Actually, Solution D WOULD work for the IM_ASSERT scenario:
- IM_ASSERT fires during `test_execution_sim_live` (test 4 in test_extended_sims.py)
- Next test is... well, there are no more tests in test_extended_sims.py
- Next file is test_live_workflow.py, first test is test_full_live_workflow
- Solution D's autouse fixture would re-spawn the subprocess before test_full_live_workflow

So Solution D is actually a viable primary approach. Let me reconsider.

**Revised recommendation:**
- **Solution D (autouse fixture auto-respawn)** as the primary. It's the most surgical.
- **Solution A (per-file scope)** as the alternative if Solution D's autouse approach has side effects.
- **Solution C (per-batch warning)** as a safety net for any case the autouse doesn't catch.

---

## 5. Open Questions for the User

Before implementation, these need clarification:

1. **Fixture scope preference:** Per-file (Solution A) or per-test auto-respawn (Solution D)?
   - Per-file: more overhead but simpler reasoning
   - Per-test auto-respawn: more surgical but adds an autouse hook
   - My recommendation: Solution D. It's the closest to "the next test file gets a clean subprocess" without changing the fixture's API.

2. **State reset on respawn:** When the subprocess is re-spawned, should the new subprocess inherit any state (e.g., loaded project, recent discussion)?
   - My recommendation: No.
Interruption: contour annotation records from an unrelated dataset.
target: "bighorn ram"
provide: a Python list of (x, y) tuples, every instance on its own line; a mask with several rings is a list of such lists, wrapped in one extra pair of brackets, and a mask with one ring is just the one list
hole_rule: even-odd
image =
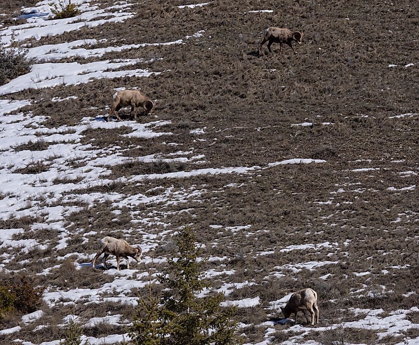
[(279, 43), (279, 52), (282, 51), (282, 44), (285, 43), (291, 47), (291, 49), (293, 49), (293, 51), (294, 52), (295, 54), (297, 54), (297, 52), (293, 47), (292, 42), (293, 41), (295, 41), (300, 46), (301, 41), (303, 37), (304, 34), (299, 31), (294, 31), (293, 32), (288, 29), (280, 29), (279, 28), (272, 27), (268, 28), (268, 29), (265, 30), (265, 36), (263, 36), (263, 39), (259, 45), (258, 53), (260, 55), (260, 51), (262, 50), (262, 46), (266, 42), (269, 41), (268, 50), (270, 52), (272, 52), (271, 50), (271, 46), (272, 43), (275, 42), (276, 43)]
[[(314, 309), (314, 310), (313, 310)], [(311, 316), (311, 325), (314, 324), (314, 311), (316, 316), (316, 323), (319, 322), (319, 308), (317, 307), (317, 294), (312, 289), (303, 289), (297, 291), (291, 295), (288, 302), (285, 307), (281, 307), (281, 310), (285, 318), (288, 318), (293, 313), (295, 314), (295, 323), (297, 322), (297, 314), (299, 310), (307, 319), (307, 322), (310, 322), (306, 311), (308, 310)]]
[(142, 251), (140, 247), (134, 248), (130, 246), (128, 242), (125, 240), (116, 239), (114, 237), (107, 236), (104, 237), (99, 241), (100, 243), (100, 249), (98, 250), (95, 258), (93, 259), (93, 267), (95, 267), (95, 263), (102, 253), (103, 254), (103, 264), (105, 266), (105, 269), (108, 269), (106, 266), (106, 259), (110, 254), (114, 255), (117, 257), (117, 267), (120, 270), (120, 257), (124, 257), (126, 259), (126, 268), (129, 269), (129, 259), (128, 256), (130, 256), (137, 262), (139, 262), (141, 259), (141, 253)]
[(120, 121), (121, 118), (118, 114), (119, 110), (123, 106), (131, 106), (131, 116), (134, 113), (134, 118), (137, 118), (136, 107), (140, 107), (144, 110), (146, 115), (150, 114), (154, 107), (154, 103), (149, 98), (145, 96), (138, 90), (122, 90), (118, 91), (112, 96), (114, 102), (109, 111), (107, 121), (109, 121), (112, 115), (112, 112), (115, 112), (117, 117)]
Fresh subprocess = fresh state. Tests should set up their own state.

3. **Failure signaling:** If the subprocess can't be respawned (e.g., port 8999 still in use from a zombie), should the test fail immediately or retry?
   - My recommendation: Fail immediately with a clear error. Retries can hide real issues.
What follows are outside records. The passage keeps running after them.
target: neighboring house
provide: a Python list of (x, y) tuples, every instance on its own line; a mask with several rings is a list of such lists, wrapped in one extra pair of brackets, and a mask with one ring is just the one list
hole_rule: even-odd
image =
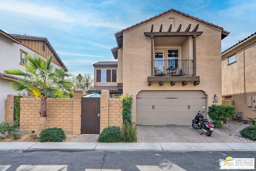
[(256, 117), (256, 32), (222, 53), (222, 91), (242, 118)]
[[(5, 101), (8, 94), (17, 95), (10, 82), (22, 79), (19, 76), (3, 74), (11, 68), (23, 70), (26, 62), (24, 54), (37, 54), (44, 57), (53, 54), (55, 70), (67, 68), (47, 38), (19, 34), (8, 34), (0, 30), (0, 122), (4, 120)], [(25, 92), (27, 93), (27, 92)]]
[(174, 9), (116, 33), (118, 86), (134, 97), (132, 122), (189, 125), (203, 106), (221, 104), (221, 40), (229, 34)]
[(109, 90), (110, 97), (122, 94), (117, 86), (117, 61), (98, 62), (93, 64), (94, 68), (94, 86), (87, 91), (88, 93), (100, 93), (103, 89)]

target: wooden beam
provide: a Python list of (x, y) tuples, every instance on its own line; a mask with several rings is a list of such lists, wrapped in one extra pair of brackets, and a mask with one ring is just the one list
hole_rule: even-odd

4. **Backward compatibility:** Are there tests that explicitly DEPEND on the session-scoped behavior (e.g., they share state across files)?
   - Need to audit. The audit is part of Solution A; for Solution D, the audit is less critical because respawned subprocesses are NEW instances (no shared state with prior subprocesses).

---

## 6. References

- `tests/conftest.py:282` — current `live_gui` fixture (session-scoped)
- `tests/conftest.py:516-547` — `live_gui` fixture finally block (kill + cleanup)
- `scripts/run_tests_batched.py:136-164` — `_run_batch` function
- `scripts/run_tests_batched.py:51-86` — batch result tracking
- `docs/reports/test_full_live_workflow_propagation_digest_20260608.md` — full solution matrix
- `conductor/todos/TODO_test_full_live_workflow_v2.md` — task list including Task 4 (batch isolation)